Le concerné me transperce d'un regard si intense qu'il m'en coupe la respiration. Son aura enfle au point de remplir toute la tente tandis que la plus belle des émotions vient adoucir ses traits crispés.
— De tout mon cœur, avoue-t-il dans un sourire. Kahn, je t'aime de tout mon cœur.
— Alors veux-tu fonder une famille avec moi ?
Mes doigts s'agitent de petits tremblements en attendant sa réponse. Chayyim me dévisage désormais avec une telle tendresse qu'elle provoque en moi une douce euphorie qui réveille mon envie de le protéger coûte que coûte, de ne plus jamais le lâcher.
Et lorsque ses lèvres s'unissent aux miennes, je peux assurer que mon cœur a définitivement cessé de battre.
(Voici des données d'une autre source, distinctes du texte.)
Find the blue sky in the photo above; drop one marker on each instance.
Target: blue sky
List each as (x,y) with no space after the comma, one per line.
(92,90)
— Oui, fondons une famille ensemble.
NDA : Wouhouuu est-ce qu'après presque 60 chapitres ils se sont enfin décidés à se tutoyer ? Ouiiii ! Est-ce que je m'y habitue toujours pas et je continue de les faire se vouvoyer dans tous les chapitres d'après ce qui me pousse à me corriger h24 ? Ouiii !
Bref, j'espère que ce chapitre plus doux que les précédents vous aura plu. Je pense finir l'histoire dans une dizaine de chapitres, il me reste encore 2-3 événements à mettre en place mais je vais essayer d'être concise.